Neben ihrer Funktion in der Bauphase besitzt jede Karte nämlich noch einen Zahlenwert, der in der Auktionsphase Wirkung entfaltet. Die Spieler bieten verdeckt, indem sie ihre Stopp-Karte unterhalb der letzten Karte, die sie in dieser Aktionsrunde einsetzen wollen, in ihren Stapel Handkarten einsortieren. Haben alle Spieler dies getan, werden alle Karten in allen Handkartenstapel der Mitspieler bis zu deren Stopkarte aufgedeckt. Das höchste Gebot erhält das gerade angebotene Bauwerk, gibt die eingesetzten Karten ab und darf nun das Bauwerk auf ein noch freies, passendes Feld in einer beliebigen Präfektur einsetzen/errichten.
Pro Auktionsphase werden immer drei Bauwerke versteigert, wobei immer zwei Brunnen darunter sind. In den ersten beiden Auktionsphasen kommen noch je ein Amphitheater und in den letzten beiden Auktionsphasen je zwei Tempel hinzu.

Und wozu sollte man wertvolle Karten für solch Bauwerke opfern? Ganz einfach, richtig platziert bringen diese Bauwerke zum Teil erhebliche Vorteile weshalb jeder darauf Einfluß nehmen will. Jeder Brunnen in einer Präfektur erhöht den Wert und damit die Punkte die in dieser Präfektur gewonnen werden können um eins, jedes Amphitheater erlaubt es dem Gewinner in der entsprechenden Präfektur zwei Karten in der Kartenziehphase mehr zu ziehen. Klar, daß das einem ganz neue Möglichkeiten in den kommenden Bau- und Auktionsphasen bringt! Bleiben die Tempel, die zwar erst in den letzten beiden Auktionsphasen angeboten sind, nichts desto trotz aber sehr begeehrt sein dürften. Die Tempel verdoppeln den Punktewert einer Präfektur!

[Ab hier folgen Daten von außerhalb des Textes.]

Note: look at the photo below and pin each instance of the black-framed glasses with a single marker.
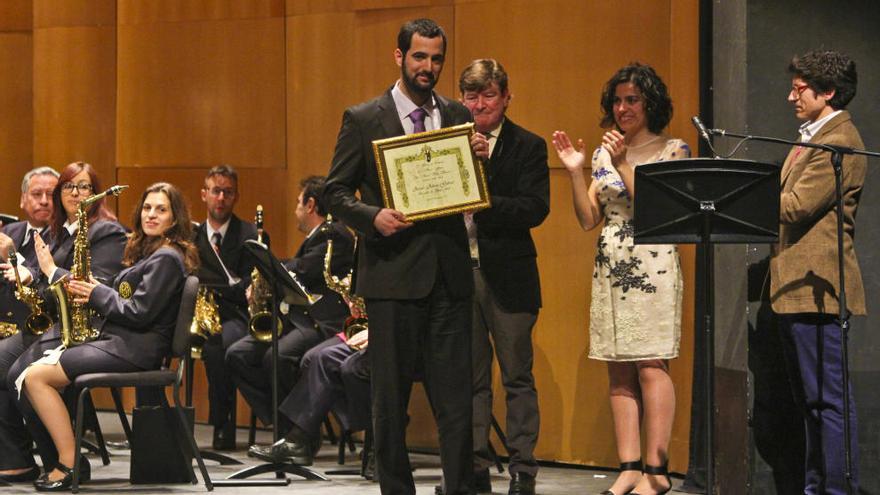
(83, 187)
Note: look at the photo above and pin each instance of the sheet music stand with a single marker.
(277, 276)
(707, 201)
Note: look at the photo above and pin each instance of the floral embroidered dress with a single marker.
(635, 312)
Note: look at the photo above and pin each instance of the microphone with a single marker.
(704, 133)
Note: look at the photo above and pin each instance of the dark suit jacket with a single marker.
(404, 265)
(519, 185)
(138, 329)
(803, 266)
(308, 264)
(106, 247)
(11, 309)
(231, 300)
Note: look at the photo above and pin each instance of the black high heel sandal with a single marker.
(658, 471)
(626, 466)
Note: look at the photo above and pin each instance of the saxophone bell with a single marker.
(37, 322)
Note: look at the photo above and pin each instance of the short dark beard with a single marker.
(411, 86)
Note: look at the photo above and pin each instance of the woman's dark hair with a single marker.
(825, 71)
(179, 235)
(97, 211)
(658, 104)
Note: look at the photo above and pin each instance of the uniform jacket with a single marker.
(404, 265)
(308, 264)
(231, 300)
(11, 309)
(138, 328)
(519, 186)
(803, 266)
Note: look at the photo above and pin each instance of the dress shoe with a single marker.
(658, 471)
(224, 438)
(482, 483)
(284, 450)
(123, 445)
(29, 475)
(44, 484)
(521, 484)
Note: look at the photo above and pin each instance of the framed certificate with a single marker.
(431, 174)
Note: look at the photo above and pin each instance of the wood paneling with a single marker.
(149, 11)
(16, 15)
(75, 97)
(195, 93)
(16, 128)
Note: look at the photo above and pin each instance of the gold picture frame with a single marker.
(431, 174)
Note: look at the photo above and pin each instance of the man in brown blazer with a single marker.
(804, 287)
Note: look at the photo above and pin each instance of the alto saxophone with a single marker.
(38, 321)
(206, 321)
(75, 317)
(260, 324)
(353, 324)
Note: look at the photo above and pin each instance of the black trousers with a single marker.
(14, 440)
(512, 338)
(430, 337)
(221, 386)
(333, 377)
(250, 363)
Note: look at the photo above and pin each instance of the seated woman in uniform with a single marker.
(140, 309)
(107, 239)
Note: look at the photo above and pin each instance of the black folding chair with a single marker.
(158, 378)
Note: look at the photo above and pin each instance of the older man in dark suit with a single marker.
(415, 277)
(506, 284)
(227, 270)
(17, 463)
(804, 284)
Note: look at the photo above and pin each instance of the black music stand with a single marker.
(279, 279)
(707, 201)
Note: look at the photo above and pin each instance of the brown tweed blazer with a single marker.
(803, 266)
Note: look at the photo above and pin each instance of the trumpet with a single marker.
(206, 321)
(37, 322)
(260, 323)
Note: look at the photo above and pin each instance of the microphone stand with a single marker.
(837, 153)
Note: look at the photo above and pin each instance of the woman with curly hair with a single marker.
(139, 309)
(635, 312)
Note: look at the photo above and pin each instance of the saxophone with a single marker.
(260, 324)
(353, 324)
(206, 321)
(38, 321)
(75, 317)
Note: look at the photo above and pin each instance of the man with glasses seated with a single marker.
(227, 270)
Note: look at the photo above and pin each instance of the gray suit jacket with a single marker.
(803, 266)
(404, 265)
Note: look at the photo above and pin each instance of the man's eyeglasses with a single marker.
(798, 89)
(83, 187)
(217, 191)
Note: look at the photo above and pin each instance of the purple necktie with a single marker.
(418, 117)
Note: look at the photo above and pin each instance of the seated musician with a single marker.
(16, 461)
(106, 240)
(139, 311)
(227, 271)
(250, 360)
(334, 375)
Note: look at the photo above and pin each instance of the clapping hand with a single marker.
(573, 159)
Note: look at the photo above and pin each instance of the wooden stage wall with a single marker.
(151, 90)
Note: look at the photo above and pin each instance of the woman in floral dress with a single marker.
(635, 312)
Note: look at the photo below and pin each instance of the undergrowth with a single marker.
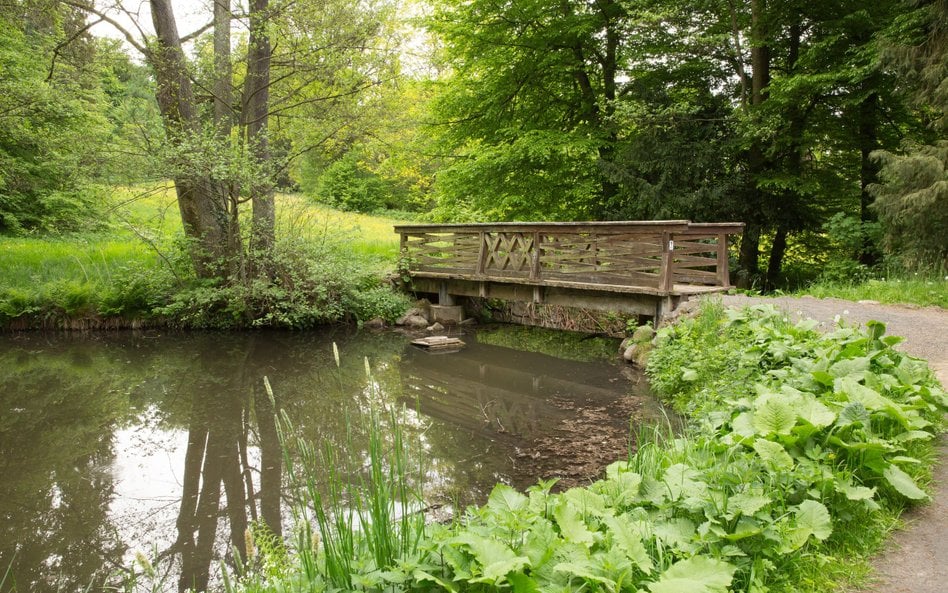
(802, 449)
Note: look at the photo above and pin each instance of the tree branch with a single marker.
(103, 17)
(60, 46)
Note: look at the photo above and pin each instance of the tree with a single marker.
(529, 107)
(912, 196)
(52, 119)
(215, 170)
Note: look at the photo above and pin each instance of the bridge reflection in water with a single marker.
(167, 445)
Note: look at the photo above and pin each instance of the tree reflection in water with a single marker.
(101, 434)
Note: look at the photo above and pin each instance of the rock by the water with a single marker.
(375, 323)
(415, 321)
(643, 333)
(413, 312)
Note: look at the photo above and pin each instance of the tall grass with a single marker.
(137, 269)
(369, 517)
(922, 290)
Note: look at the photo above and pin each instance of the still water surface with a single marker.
(165, 444)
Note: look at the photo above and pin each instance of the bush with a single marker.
(348, 185)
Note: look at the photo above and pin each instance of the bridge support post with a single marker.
(445, 298)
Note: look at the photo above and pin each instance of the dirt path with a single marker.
(916, 558)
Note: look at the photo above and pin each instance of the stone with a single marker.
(450, 314)
(413, 312)
(416, 321)
(374, 323)
(643, 333)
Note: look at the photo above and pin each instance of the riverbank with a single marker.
(915, 558)
(802, 450)
(133, 271)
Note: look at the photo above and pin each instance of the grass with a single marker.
(802, 451)
(135, 266)
(914, 290)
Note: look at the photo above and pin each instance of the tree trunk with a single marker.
(868, 171)
(794, 165)
(756, 162)
(777, 251)
(204, 215)
(255, 112)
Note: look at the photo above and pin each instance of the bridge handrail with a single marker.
(655, 256)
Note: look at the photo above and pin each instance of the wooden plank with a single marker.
(724, 278)
(667, 271)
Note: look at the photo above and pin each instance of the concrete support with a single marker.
(447, 314)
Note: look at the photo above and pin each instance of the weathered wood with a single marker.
(644, 257)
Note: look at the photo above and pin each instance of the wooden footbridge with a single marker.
(637, 267)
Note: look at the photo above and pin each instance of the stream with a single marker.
(166, 445)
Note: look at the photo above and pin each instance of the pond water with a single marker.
(166, 445)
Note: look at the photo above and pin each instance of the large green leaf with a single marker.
(814, 412)
(586, 501)
(854, 413)
(746, 504)
(855, 368)
(853, 492)
(571, 524)
(495, 558)
(682, 482)
(904, 483)
(773, 454)
(699, 574)
(772, 416)
(813, 516)
(677, 534)
(626, 537)
(539, 543)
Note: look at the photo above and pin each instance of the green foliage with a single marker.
(306, 284)
(803, 444)
(848, 238)
(52, 121)
(349, 185)
(917, 289)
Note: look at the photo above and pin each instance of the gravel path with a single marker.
(916, 558)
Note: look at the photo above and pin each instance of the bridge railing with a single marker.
(637, 256)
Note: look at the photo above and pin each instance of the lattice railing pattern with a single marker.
(696, 261)
(654, 255)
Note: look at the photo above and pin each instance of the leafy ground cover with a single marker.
(134, 270)
(802, 449)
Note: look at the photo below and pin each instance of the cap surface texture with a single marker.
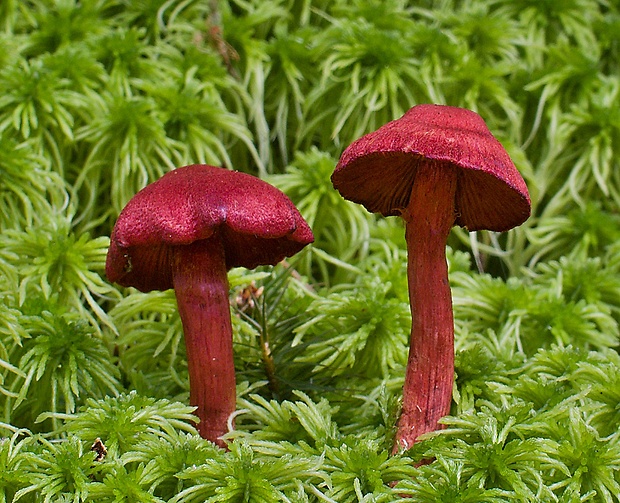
(379, 169)
(257, 223)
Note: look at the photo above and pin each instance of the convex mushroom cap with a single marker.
(257, 224)
(379, 169)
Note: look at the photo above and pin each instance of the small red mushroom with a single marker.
(185, 231)
(435, 167)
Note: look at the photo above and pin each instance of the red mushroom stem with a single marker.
(427, 391)
(201, 288)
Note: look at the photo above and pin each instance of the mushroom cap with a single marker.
(379, 169)
(256, 222)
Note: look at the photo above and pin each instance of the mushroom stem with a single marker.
(201, 287)
(427, 391)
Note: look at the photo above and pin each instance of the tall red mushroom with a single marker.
(185, 231)
(436, 167)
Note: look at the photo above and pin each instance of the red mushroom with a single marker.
(436, 166)
(185, 231)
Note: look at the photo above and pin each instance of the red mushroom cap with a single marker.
(379, 169)
(257, 224)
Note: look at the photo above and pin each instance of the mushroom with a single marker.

Sind die drei Bauwerke einer Auktionsphase versteigert kommt es zur Wertung. Jede Präfektur wird ausgewertet und bringt dem Spieler, der dort die meisten Bauteile (nicht Gebäude!) verbauen konnte zwei Siegpunkte zuzüglich Sonderpunkte durch Brunnen. Der Spieler mit den zweitmeisten Bausteinen in einer Präfektur erhält nur die Sonderpunkte durch Brunnen, sofern welche vorhanden sind. Bei einem evtl. Gleichstand hat der Spieler mit dem höheren Gebäude die Nase vorn!
Zu berücksichtigen sind ab der dritten Wertungsrunde die Tempel wegen der Punkteverdoppelung!

Nun wird die Kartenhand wieder aufgefrischt. Beginnend mit dem Startspieler zieht jeder Spieler insgesamt 6 Karten von den offenliegenden Stapeln. So kann jeder Spieler jedesmal entscheiden, ob er eine Baustein-Karte, eine Baugenehmigung oder eine Dach-Karte aufnimmt und sieht auch noch deren Auktionswert, falls sie nicht in der Bauphase verwendet wird. Jeder Gewinner in einer Präfektur mit einem Amphitheater darf zwei Karten mehr ziehen.

Und schon geht es in eine neue Runde. Bereits nach der vierten Wertung ist das Spiel zu Ende und derjenige, dessen Säule die meisten Punkte anzeigt, gewinnt das Spiel!

Capitol ist eines der besten Spiele des bisherigen 2001-Jahrganges, insbesondere im Spiel zu viert. Im Zweipersonenspiel kommt es nur in einigen Präfekturen "echten" Konflikten wodurch das Spiel etwas an Reiz verliert.
Am schwerwiegensten sind die Entscheidungen in der Bauphase. Meistens möchte man mehr als eine Karte pro Durchgang spielen, manchmal am liebsten garkeine. Doch das würde passen und damit Ausscheiden aus der gesamten aktuellen Bauphase, was man meist noch weniger möchte. Und dann ist das noch das Dilemma möglichst nicht alle Karten bereits in der Bauphase einzusetzen, um auch in der Auktionsphase noch ein Wörtchen mitreden zu können.

Vielen Dank an Schmidt Spiele für das Rezensionsexemplar!